The Reboot Philosophy
One design decision I’m particularly proud of: no automatic reboots.
handle_nvidia_driver_install() {
if check_nvidia_driver; then
skip "NVIDIA driver already installed and loaded"
return 0
fi
warn "NVIDIA driver installation required"
echo "After installation, you will need to:"
echo " 1. Reboot your system"
echo " 2. Run this script again to continue deployment"
# Save state for resume
save_state "needs_reboot" "true"
save_state "resume_after_reboot" "true"
echo -e "${YELLOW}${BOLD}=== REBOOT REQUIRED ===${NC}"
echo "Please run: ${BOLD}sudo reboot${NC}"
echo "After reboot: ${BOLD}cd $(pwd) && ./setup.sh${NC}"
exit 0
}
Production systems can’t randomly reboot. The script saves its state, exits cleanly, and resumes exactly where it left off after you manually reboot. It’s a small thing, but it shows respect for the operator’s control.
Lessons from the Rabbit Hole
Building AI Box taught me several things:
1. Start with the user experience, not the technology The script asks what you want instead of assuming. This simple change prevents so much frustration.
2. Perfect is the enemy of deployed The dashboard CORS issue could have killed the project. Instead, I accepted a pragmatic workaround and moved on.
3. Respect existing work The idempotent design means you can run the script 100 times without fear. This builds trust.
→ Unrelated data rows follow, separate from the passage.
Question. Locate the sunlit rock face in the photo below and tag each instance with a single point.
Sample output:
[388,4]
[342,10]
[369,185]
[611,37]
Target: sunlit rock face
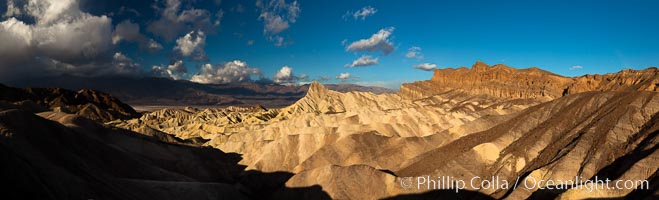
[504,125]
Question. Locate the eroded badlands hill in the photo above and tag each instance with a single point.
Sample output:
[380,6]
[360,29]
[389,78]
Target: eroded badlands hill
[91,104]
[491,121]
[485,121]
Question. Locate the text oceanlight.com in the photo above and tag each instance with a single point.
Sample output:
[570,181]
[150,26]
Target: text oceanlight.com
[530,183]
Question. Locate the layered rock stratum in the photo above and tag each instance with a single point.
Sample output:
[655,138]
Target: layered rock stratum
[488,121]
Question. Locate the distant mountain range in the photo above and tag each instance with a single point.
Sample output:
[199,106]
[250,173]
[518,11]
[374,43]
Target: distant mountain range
[167,92]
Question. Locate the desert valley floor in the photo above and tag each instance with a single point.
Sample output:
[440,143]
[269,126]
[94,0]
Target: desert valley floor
[494,122]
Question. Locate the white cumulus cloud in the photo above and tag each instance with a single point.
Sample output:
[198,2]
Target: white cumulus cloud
[576,67]
[192,45]
[229,72]
[55,38]
[174,20]
[277,17]
[285,76]
[377,42]
[362,13]
[414,52]
[363,61]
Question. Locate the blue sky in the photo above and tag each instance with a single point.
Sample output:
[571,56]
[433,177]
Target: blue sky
[598,36]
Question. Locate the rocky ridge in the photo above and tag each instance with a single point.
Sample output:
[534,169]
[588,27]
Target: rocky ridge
[506,82]
[91,104]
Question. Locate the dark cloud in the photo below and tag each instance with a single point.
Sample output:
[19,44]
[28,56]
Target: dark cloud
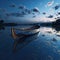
[2,10]
[44,13]
[12,5]
[35,10]
[16,14]
[58,13]
[21,7]
[50,16]
[57,6]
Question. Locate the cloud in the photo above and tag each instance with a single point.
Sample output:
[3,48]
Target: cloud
[50,16]
[16,14]
[57,6]
[44,13]
[49,4]
[35,10]
[12,5]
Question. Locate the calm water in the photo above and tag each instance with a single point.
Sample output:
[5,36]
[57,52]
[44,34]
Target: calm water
[43,46]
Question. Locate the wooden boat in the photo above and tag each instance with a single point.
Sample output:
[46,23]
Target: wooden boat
[24,32]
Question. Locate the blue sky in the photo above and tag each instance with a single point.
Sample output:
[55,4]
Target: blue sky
[42,6]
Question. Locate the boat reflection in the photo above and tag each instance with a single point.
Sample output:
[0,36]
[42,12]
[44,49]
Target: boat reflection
[22,40]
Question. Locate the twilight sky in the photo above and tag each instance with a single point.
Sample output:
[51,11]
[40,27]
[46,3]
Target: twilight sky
[29,10]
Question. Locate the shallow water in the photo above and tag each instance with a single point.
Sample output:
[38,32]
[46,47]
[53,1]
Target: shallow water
[43,46]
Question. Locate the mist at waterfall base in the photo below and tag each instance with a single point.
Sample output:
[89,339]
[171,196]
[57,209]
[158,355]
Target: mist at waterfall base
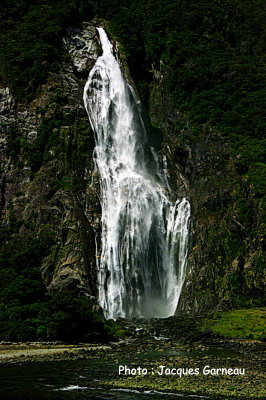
[143,255]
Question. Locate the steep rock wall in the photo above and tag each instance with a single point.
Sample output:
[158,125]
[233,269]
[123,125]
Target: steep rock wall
[48,182]
[225,265]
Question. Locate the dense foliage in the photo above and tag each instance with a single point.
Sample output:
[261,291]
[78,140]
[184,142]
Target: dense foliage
[210,55]
[27,311]
[206,55]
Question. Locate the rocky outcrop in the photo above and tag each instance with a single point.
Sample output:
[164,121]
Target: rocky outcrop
[48,183]
[225,264]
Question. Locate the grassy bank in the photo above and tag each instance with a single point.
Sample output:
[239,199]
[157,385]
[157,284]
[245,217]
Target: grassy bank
[240,324]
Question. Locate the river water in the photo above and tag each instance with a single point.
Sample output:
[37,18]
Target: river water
[73,380]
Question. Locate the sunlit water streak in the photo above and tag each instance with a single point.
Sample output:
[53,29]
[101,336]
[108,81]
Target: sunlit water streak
[144,242]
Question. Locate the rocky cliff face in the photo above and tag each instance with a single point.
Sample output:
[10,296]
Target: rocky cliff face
[225,265]
[48,182]
[49,186]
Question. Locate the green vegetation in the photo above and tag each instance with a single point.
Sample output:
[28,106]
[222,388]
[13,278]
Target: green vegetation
[28,312]
[240,324]
[205,59]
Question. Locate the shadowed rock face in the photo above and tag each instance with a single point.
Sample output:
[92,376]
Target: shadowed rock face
[49,184]
[58,191]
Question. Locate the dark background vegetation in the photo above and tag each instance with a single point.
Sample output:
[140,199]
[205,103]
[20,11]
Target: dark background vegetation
[210,54]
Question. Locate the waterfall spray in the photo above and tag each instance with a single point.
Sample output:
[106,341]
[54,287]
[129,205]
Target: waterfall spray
[143,255]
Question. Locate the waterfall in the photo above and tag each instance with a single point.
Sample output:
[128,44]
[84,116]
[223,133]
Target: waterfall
[142,262]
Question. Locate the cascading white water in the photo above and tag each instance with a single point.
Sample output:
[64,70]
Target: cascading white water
[142,264]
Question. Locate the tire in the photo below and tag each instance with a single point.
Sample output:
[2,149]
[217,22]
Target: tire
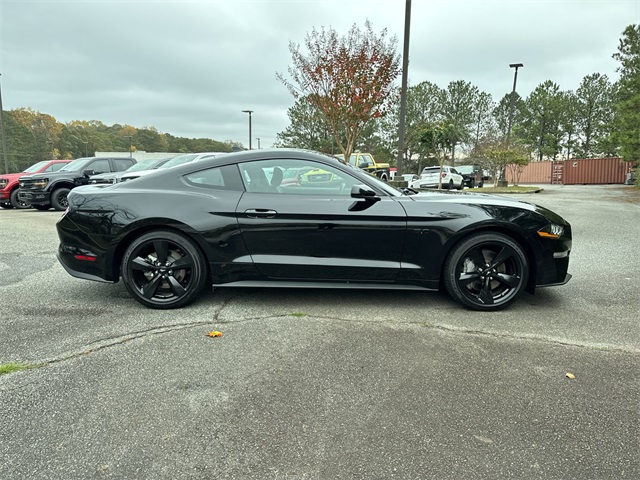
[59,198]
[164,269]
[486,271]
[15,201]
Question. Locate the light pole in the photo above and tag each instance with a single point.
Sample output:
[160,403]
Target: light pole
[130,144]
[403,90]
[4,148]
[502,182]
[249,112]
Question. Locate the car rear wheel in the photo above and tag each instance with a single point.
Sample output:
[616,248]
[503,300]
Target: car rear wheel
[164,269]
[16,202]
[486,271]
[59,198]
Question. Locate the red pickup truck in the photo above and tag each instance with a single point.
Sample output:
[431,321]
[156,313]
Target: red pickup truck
[9,182]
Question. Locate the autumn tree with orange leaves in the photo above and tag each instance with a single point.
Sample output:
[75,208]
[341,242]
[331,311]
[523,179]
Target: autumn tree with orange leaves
[349,79]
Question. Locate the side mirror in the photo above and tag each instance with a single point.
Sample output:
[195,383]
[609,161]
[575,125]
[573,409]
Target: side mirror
[362,191]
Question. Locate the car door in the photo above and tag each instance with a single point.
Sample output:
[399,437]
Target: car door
[313,229]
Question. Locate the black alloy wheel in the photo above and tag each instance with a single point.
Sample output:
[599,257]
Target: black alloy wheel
[486,271]
[59,199]
[164,269]
[16,202]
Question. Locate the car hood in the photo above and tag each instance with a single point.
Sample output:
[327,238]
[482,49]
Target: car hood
[13,176]
[51,175]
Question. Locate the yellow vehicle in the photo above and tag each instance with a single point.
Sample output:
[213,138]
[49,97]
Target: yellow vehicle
[366,162]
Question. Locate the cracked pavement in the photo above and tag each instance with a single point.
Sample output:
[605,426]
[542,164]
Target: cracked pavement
[325,384]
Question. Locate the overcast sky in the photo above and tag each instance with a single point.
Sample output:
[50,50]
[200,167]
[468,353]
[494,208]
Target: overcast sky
[189,68]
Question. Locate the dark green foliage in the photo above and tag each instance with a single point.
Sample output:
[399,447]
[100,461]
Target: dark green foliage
[627,122]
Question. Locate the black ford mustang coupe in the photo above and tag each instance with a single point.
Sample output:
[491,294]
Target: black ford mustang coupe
[302,219]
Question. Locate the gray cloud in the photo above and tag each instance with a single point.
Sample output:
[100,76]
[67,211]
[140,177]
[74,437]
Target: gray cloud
[189,67]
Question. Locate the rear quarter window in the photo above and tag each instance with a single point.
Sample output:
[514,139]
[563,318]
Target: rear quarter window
[220,178]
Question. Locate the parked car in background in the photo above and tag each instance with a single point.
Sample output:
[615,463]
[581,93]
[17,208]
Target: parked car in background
[114,177]
[366,162]
[9,183]
[45,190]
[472,175]
[226,222]
[409,177]
[173,162]
[430,178]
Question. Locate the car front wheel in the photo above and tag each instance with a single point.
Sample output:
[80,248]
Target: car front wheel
[59,199]
[16,202]
[486,271]
[164,269]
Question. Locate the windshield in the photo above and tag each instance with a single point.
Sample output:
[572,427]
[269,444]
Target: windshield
[146,165]
[36,167]
[179,160]
[384,186]
[76,165]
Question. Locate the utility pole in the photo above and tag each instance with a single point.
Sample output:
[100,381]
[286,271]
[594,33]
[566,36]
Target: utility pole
[403,90]
[4,146]
[502,181]
[249,112]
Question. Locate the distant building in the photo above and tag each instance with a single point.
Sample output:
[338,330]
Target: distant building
[139,155]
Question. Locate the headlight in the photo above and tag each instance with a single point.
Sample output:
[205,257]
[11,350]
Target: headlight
[551,231]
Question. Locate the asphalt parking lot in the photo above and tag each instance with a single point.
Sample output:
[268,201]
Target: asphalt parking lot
[330,384]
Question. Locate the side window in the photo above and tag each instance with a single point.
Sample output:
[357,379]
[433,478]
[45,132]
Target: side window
[219,178]
[99,166]
[121,164]
[366,159]
[295,177]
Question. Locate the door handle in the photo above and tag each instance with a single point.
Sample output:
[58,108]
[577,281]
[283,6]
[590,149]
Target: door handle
[260,213]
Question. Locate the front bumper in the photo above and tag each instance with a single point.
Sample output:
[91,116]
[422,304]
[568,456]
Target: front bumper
[35,198]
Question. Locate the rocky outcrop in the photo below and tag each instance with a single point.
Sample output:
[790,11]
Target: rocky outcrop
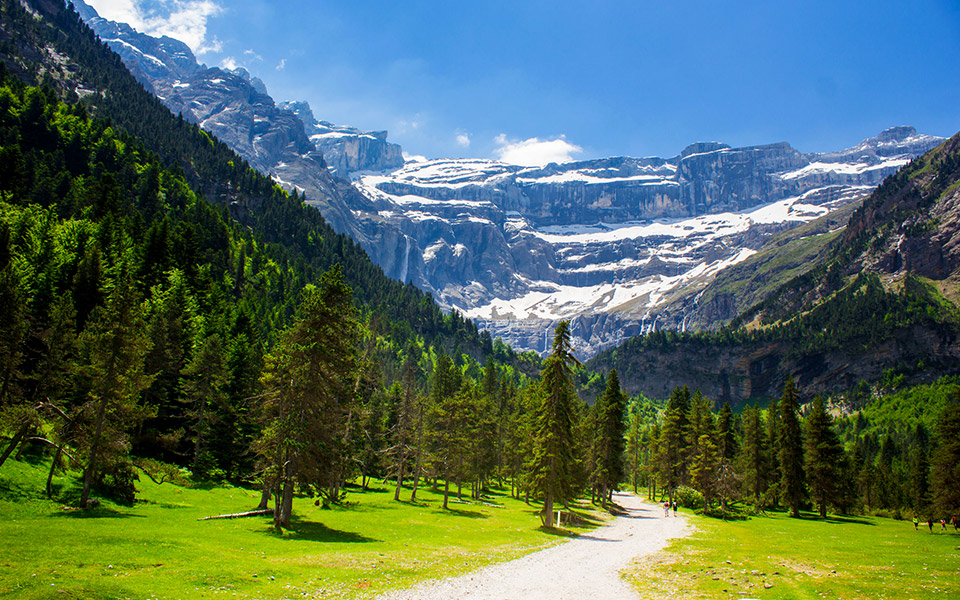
[347,149]
[621,244]
[739,374]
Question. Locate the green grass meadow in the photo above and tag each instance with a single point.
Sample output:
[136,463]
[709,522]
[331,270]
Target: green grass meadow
[158,549]
[776,557]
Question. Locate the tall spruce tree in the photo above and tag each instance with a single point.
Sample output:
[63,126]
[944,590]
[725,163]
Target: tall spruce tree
[706,459]
[311,374]
[751,460]
[790,452]
[946,459]
[554,459]
[115,346]
[672,445]
[920,471]
[609,438]
[824,455]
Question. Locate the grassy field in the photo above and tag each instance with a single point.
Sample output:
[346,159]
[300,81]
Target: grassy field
[158,549]
[778,557]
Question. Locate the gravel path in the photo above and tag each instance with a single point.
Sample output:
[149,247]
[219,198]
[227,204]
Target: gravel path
[585,567]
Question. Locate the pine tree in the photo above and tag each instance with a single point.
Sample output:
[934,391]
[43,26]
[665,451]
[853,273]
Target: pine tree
[706,460]
[203,384]
[311,374]
[672,445]
[553,455]
[609,438]
[115,345]
[824,455]
[946,459]
[751,459]
[920,471]
[790,442]
[634,451]
[727,436]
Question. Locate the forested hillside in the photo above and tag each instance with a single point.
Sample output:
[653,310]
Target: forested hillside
[167,308]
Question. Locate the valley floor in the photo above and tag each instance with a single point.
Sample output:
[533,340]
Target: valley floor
[586,567]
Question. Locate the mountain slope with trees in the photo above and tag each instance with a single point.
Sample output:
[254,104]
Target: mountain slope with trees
[170,308]
[882,295]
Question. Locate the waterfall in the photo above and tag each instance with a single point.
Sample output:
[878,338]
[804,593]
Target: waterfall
[406,261]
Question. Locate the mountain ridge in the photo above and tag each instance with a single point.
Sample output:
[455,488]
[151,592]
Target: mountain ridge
[880,297]
[604,242]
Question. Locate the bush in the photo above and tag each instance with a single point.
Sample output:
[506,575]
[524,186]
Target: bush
[688,497]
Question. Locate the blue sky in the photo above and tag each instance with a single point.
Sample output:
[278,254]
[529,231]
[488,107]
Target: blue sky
[588,79]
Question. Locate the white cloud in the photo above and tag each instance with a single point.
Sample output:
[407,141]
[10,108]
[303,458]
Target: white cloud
[405,126]
[534,152]
[413,158]
[185,20]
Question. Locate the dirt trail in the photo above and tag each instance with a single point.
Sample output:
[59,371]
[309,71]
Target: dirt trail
[585,567]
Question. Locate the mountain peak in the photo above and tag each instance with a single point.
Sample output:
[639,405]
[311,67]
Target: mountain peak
[702,147]
[896,134]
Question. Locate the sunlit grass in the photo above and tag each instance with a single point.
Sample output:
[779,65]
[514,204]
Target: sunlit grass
[778,557]
[158,548]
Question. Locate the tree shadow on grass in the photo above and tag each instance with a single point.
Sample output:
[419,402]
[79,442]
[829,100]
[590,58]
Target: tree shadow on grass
[94,513]
[459,512]
[844,519]
[318,532]
[557,532]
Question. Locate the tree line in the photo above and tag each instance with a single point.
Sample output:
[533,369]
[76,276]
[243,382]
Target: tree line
[795,457]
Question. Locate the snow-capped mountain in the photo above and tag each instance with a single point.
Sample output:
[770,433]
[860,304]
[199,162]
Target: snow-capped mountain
[608,243]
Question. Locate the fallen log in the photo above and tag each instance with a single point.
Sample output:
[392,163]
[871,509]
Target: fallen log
[249,513]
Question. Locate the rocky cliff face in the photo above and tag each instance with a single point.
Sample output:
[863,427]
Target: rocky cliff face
[347,149]
[614,244]
[610,243]
[904,235]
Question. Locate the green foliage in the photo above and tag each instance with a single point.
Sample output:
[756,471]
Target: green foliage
[779,557]
[157,548]
[688,497]
[946,460]
[554,450]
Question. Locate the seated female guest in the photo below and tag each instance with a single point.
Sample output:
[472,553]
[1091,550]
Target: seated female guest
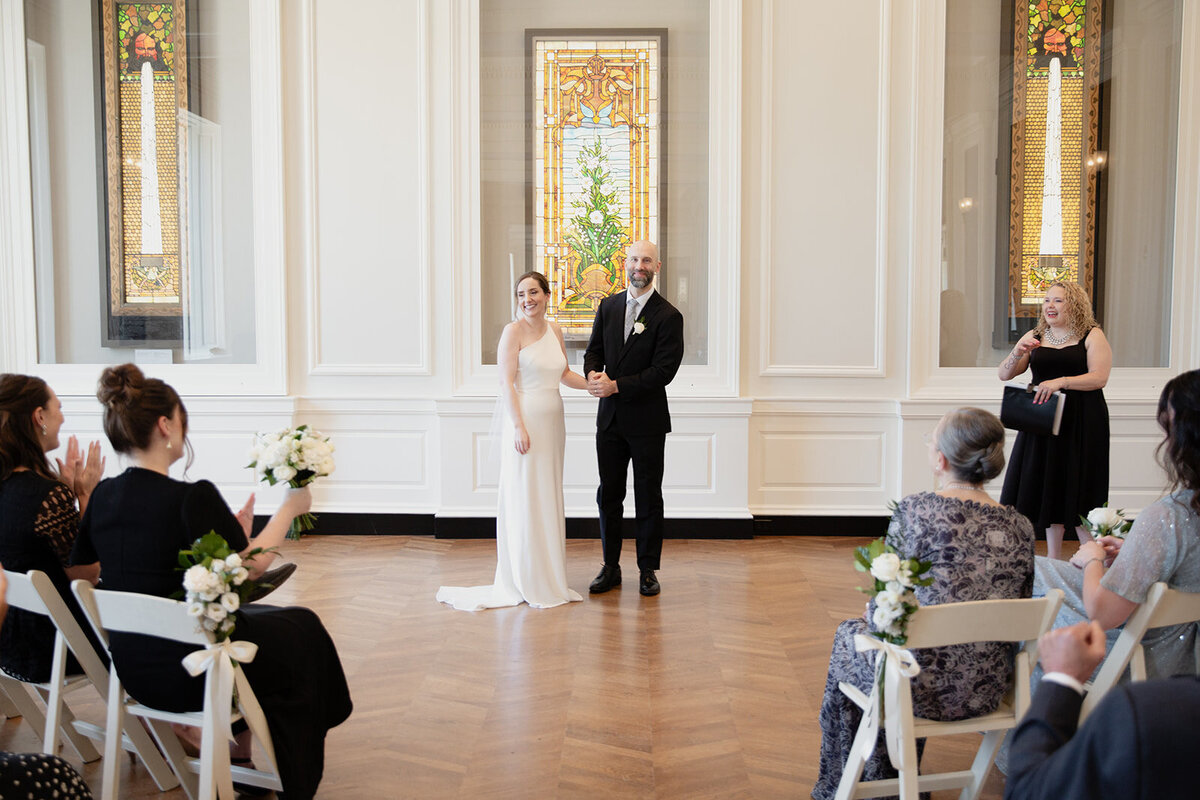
[1163,545]
[139,521]
[979,551]
[39,518]
[36,775]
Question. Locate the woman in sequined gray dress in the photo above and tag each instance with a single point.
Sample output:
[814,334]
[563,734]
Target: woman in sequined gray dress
[1163,545]
[979,551]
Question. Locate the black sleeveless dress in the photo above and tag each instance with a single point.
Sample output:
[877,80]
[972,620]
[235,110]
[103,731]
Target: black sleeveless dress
[1053,480]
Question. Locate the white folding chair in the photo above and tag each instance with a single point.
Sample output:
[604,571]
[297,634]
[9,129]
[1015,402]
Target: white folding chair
[34,591]
[935,626]
[167,619]
[1163,606]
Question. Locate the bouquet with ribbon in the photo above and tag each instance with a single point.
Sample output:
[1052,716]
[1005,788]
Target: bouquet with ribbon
[215,583]
[1107,522]
[297,457]
[894,579]
[892,588]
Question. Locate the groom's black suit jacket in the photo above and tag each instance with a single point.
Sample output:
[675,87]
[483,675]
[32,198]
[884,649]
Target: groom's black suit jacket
[642,365]
[1138,743]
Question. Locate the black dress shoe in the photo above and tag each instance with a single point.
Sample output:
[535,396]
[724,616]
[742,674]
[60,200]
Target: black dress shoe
[270,582]
[609,577]
[649,584]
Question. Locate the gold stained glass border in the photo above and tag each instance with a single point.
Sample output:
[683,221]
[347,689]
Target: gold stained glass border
[640,55]
[117,280]
[1081,220]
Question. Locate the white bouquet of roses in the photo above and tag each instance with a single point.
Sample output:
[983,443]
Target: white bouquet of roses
[215,583]
[1107,522]
[297,457]
[894,579]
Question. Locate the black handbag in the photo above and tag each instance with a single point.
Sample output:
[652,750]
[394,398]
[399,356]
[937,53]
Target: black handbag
[1019,413]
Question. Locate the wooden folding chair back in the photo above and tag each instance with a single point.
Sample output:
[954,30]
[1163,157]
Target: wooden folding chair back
[1163,607]
[35,593]
[210,775]
[935,626]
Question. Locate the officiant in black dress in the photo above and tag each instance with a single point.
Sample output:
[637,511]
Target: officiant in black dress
[1053,480]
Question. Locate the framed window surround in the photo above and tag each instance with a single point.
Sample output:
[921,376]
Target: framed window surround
[954,220]
[496,235]
[25,311]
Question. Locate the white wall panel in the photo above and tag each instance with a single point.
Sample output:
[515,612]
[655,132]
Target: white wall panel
[811,457]
[829,459]
[369,299]
[706,457]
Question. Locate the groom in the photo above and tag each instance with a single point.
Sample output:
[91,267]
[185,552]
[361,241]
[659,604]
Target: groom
[634,353]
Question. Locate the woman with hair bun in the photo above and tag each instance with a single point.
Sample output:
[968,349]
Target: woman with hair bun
[39,518]
[139,521]
[979,551]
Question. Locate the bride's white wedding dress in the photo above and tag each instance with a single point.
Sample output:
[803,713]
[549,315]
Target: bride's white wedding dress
[531,523]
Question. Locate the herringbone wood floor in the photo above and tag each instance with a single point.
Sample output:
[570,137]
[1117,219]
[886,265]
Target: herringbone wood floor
[709,690]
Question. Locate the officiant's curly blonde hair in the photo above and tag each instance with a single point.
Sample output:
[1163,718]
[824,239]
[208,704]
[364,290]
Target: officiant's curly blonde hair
[1079,311]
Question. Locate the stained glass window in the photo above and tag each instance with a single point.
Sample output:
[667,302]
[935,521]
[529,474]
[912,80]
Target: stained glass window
[1056,155]
[597,155]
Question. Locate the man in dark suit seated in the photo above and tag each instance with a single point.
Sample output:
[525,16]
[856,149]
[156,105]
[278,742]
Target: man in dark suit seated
[1138,743]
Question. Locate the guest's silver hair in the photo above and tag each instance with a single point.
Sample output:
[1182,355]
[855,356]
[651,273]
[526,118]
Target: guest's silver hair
[973,444]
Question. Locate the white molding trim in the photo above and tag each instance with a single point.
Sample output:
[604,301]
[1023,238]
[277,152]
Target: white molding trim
[18,344]
[267,170]
[925,377]
[719,377]
[310,148]
[18,304]
[1186,258]
[882,204]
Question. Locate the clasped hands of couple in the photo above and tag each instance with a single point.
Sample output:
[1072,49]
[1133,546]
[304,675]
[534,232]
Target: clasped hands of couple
[1104,549]
[600,384]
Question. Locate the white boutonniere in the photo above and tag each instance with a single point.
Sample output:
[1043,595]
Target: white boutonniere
[1107,522]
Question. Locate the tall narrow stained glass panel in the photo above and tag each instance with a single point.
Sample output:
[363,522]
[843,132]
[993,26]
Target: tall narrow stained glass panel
[597,161]
[145,86]
[1056,154]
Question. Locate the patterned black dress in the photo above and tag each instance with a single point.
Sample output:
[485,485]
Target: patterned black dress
[978,552]
[36,776]
[1053,480]
[39,524]
[135,525]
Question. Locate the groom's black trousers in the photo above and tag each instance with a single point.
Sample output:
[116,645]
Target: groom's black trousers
[613,453]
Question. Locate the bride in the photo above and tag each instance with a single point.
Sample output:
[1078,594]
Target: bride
[531,523]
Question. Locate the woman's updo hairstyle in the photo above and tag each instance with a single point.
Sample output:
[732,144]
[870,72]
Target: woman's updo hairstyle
[133,404]
[19,445]
[537,276]
[973,444]
[1179,415]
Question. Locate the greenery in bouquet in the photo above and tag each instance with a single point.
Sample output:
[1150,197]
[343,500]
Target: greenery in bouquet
[297,457]
[216,583]
[1107,522]
[892,588]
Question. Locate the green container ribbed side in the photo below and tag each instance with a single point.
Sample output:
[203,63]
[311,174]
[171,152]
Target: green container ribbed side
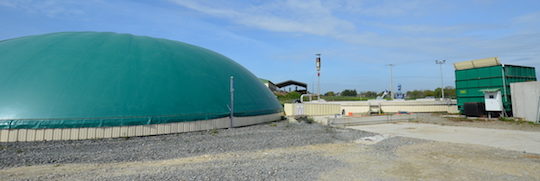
[470,82]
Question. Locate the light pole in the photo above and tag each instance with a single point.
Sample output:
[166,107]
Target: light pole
[391,81]
[440,62]
[318,64]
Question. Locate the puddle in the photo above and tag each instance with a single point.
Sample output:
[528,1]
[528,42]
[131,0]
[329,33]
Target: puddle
[371,139]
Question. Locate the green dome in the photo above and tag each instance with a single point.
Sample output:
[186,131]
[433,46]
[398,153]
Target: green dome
[91,79]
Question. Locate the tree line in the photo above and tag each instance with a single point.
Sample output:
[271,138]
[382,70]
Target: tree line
[449,92]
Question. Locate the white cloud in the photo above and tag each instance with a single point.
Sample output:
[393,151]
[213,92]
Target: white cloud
[50,8]
[282,16]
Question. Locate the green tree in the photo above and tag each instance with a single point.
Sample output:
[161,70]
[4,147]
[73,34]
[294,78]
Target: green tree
[330,93]
[368,94]
[348,92]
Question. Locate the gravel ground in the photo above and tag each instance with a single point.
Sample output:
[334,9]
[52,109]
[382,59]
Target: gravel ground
[478,123]
[184,145]
[273,151]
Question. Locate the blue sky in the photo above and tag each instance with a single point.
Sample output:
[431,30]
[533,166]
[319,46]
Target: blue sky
[277,40]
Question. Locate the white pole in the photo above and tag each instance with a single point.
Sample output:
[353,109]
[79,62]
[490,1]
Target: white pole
[391,81]
[318,64]
[440,62]
[232,101]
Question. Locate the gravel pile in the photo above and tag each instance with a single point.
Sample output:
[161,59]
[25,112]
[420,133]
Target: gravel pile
[252,138]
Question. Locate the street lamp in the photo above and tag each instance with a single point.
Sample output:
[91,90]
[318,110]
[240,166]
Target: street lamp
[440,62]
[318,64]
[391,81]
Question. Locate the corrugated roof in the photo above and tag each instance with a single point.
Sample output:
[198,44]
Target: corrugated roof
[485,62]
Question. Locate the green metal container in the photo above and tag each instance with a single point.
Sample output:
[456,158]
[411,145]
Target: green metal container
[470,82]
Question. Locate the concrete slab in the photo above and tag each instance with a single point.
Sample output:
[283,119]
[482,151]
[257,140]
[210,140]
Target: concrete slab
[505,139]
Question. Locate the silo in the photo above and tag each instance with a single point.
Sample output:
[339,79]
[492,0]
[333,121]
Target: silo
[84,85]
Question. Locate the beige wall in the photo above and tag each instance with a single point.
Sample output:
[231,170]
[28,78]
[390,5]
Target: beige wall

4. Sometimes “good enough” is perfect Could I add more error handling? More dynamic features? Sure. But right now it solves the problem it set out to solve.
Where It Stands
AI Box is at a good stopping point. It does what it promises: gets you from zero to a working AI server with minimal pain.
The script handles:
- Any number of GPUs (tested up to 8)
- Fresh or existing installations
- Driver installation and reboot workflows
- Service deployment and configuration
- A functional dashboard for monitoring
Future me might add more error handling, make it more dynamic, support more services. But current me knows that shipped code helping people today beats perfect code helping nobody tomorrow.
Try It Yourself
If you’re tired of manually configuring AI services, give it a shot:
git clone https://github.com/ben-spanswick/AI-Deployment-Automation.git
cd AI-Deployment-Automation
chmod +x setup.sh
./setup.sh
In about 10 minutes, you’ll have a fully operational AI server with a nice dashboard to monitor it all. No Ansible required.
Final Thoughts
Sometimes the best projects are accidents. I set out to automate something I’d done before and ended up with a solution that’s already saved me hours on subsequent deployments.
AI Box isn’t revolutionary. It’s just a script that handles the annoying parts of AI server deployment. But after setting up AI servers the hard way multiple times, “just works” feels revolutionary enough.
The code is on GitHub. Feel free to use it, improve it, or just steal the parts that solve your specific problems. After all, the best code is the code you don’t have to write.
Now if you’ll excuse me, I have some models to download. That Ollama API isn’t going to integrate itself into my latest workflow experiment.